Beiträge zur kulturwissenschaftlichen Zeitschriftenforschung (I)
Themenschwerpunkt in: Internationales Archiv für Sozialgeschichte der deutschen Literatur

Vol. 45, Issue 1 (2020)
De Gruyter, Berlin 2020
ISSN 1865-9128 (Online); 0340-4528 (Print)

Main topic: Beiträge zur kulturwissenschaftlichen Zeitschriftenforschung
[Contributions To The Cultural Study of Periodicals]
supervised by Moritz Neuffer, Anke Jaspers and Barbara Picht

As ubiquitous as periodicals are in the history of ideas, the arts, and sciences, their functions, modes of presentation, and addressing are in need of explanation and theory. In a two-part thematic focus, the Internationales Archiv für Sozialgeschichte der deutschen Literatur (IASL) publishes articles from the Working Group: The Cultural Study of Periodicals, which was co-founded at the ZfL in 2017. Case studies from different historical contexts are discussed in this and the following issue with a focus on shared methodological problems concerning the cultural study of periodicals.

 

 

  • Moritz Neuffer: Editorial | 103–111

  • Nora Ramtke: Zeitschrift und Zeitgeschichte. Die Zeiten (1805–1820) als chronopoetisches Archiv ihrer Gegenwart | 112–134
    This article discusses periodicals as media formats that are dependent on and correlated with time. This article treats periodical publication as a form of chronopoetics, exploring modes of writing the present at work in journals as well as their varied relationships to history writing. Focusing on Die Zeiten, a historical-political monthly magazine of the Napoleonic Era, this article describes chronopoetic writing as the imbrication of history, as the experience of time in and through medial formats, and describes the more specific rhetorical, material, and medial temporalities of periodicals.

  • Philipp Pabst, Hannah Zipfel: »Bye SPEX! What’s next?« Zur Historisierung einer Pop-Kulturzeitschrift | 135–149
    In 2018, the crisis of print media hit German pop journalism hard.
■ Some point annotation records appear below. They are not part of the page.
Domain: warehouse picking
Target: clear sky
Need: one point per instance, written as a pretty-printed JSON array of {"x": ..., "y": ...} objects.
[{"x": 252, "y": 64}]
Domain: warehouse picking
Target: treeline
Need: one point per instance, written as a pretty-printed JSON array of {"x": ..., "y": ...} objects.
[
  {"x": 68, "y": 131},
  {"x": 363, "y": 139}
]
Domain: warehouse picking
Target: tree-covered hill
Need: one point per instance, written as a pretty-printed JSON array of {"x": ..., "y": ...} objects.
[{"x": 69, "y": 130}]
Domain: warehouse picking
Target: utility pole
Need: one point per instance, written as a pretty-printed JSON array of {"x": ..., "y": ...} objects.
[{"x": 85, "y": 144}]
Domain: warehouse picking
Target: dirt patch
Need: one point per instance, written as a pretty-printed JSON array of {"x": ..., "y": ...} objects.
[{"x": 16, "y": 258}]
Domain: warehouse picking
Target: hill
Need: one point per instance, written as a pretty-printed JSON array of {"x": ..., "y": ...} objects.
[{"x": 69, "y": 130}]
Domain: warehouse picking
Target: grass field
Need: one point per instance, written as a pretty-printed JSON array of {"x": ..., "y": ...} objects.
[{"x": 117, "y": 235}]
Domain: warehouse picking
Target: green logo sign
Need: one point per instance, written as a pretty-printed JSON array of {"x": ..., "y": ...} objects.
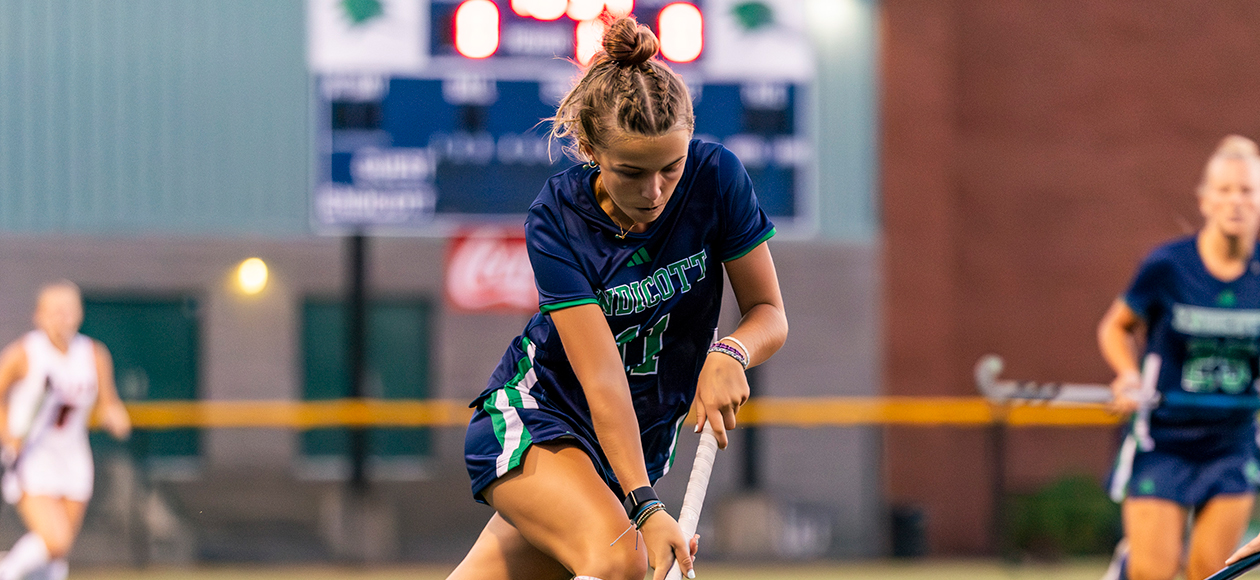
[{"x": 362, "y": 10}]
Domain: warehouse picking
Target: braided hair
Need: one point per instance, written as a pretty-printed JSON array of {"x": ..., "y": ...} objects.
[{"x": 625, "y": 88}]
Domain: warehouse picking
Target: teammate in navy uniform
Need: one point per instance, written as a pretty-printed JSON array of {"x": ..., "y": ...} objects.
[
  {"x": 628, "y": 252},
  {"x": 1196, "y": 305}
]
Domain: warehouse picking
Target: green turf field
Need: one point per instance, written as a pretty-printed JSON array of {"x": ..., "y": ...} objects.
[{"x": 881, "y": 570}]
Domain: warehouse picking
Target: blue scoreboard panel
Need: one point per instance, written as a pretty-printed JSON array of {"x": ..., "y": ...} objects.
[{"x": 463, "y": 140}]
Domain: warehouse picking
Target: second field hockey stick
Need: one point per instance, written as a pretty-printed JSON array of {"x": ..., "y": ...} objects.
[
  {"x": 689, "y": 515},
  {"x": 34, "y": 428},
  {"x": 1237, "y": 569},
  {"x": 996, "y": 390},
  {"x": 1002, "y": 391}
]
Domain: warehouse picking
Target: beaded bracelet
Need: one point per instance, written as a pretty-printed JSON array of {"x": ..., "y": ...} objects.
[
  {"x": 652, "y": 507},
  {"x": 720, "y": 347},
  {"x": 738, "y": 343}
]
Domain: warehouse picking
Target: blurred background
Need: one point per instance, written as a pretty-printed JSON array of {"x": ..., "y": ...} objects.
[{"x": 949, "y": 178}]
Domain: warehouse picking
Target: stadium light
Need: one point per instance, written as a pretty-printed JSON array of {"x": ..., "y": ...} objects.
[
  {"x": 581, "y": 10},
  {"x": 476, "y": 28},
  {"x": 682, "y": 32},
  {"x": 587, "y": 38},
  {"x": 619, "y": 8},
  {"x": 547, "y": 9},
  {"x": 252, "y": 275}
]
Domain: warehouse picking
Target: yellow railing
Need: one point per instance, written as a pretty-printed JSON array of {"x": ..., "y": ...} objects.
[{"x": 765, "y": 411}]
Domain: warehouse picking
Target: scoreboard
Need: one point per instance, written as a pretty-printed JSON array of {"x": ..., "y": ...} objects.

Following Groove, Intro and Melodie und Rhythmus, Spex – the most influential magazine of German pop journalism – too ceased production. This article examines the history of Spex as one fraught with frequent endings and crises – a process that ultimately led to the self-historicization of the magazine.

  • Hannes Fischer: ›Nationaljournale‹ gründen vor 1800: Das Avertissement. Mit bislang verschollenen Werbeschriften des Deutschen Museums (1776–1789) und der Berlinischen Monatsschrift (1783–1796) | 150–187
    On the basis of newly discovered Avertissements, this paper reconstructs the process of founding the popular journals Teutscher Merkur, Deutsches Museum, and Berlinische Monatsschrift in the late eighteenth century. The Avertissements were meant to attract new readers and writers to the newly founded journal. By comparing and analyzing these short programmatic texts, the paper shows how, by developing new strategies of distribution and reader participation, the three monthlies established the concept of the Nationaljournal.

  • Niklas Schmich: Perspektiven. Zur Krise Europas in der Revista de Occidente und im Merkur | 188–208
    This article is based on the correspondence between the first editors of the German cultural magazine Merkur (since 1947) and the Spanish philosopher José Ortega y Gasset, archived in the Deutsches Literaturarchiv Marbach. By taking a comparative approach to the journal Revista de Occidente (since 1923) and the Merkur, this article explores how the publications reacted to their reception of crisis in different European cultures and thereby promoted a particular idea of European and national intellectual renewal. This was a crucial dynamic of their respective post-war discourses. An important link was the romance philologist Ernst Robert Curtius, who published in the Spanish magazine and whose critical essayistic work set in motion a transfer of ideas from the South to the North.

  • Malte Lorenzen: Die Zeitschrift als Medium des Vergleich(en)s. Eine exemplarische Analyse der deutschsprachigen Rundschaupublizistik während des Ersten Weltkriegs | 209–227
    Magazines bring together heterogeneous texts – texts various in content, genre, and authorship. This affects the ways magazines produce knowledge. They not only accumulate individual articles but in doing so also offer the possibility to compare between the articles. Using examples from German World War I magazines, this paper demonstrates the comparative epistemological potential of the magazine.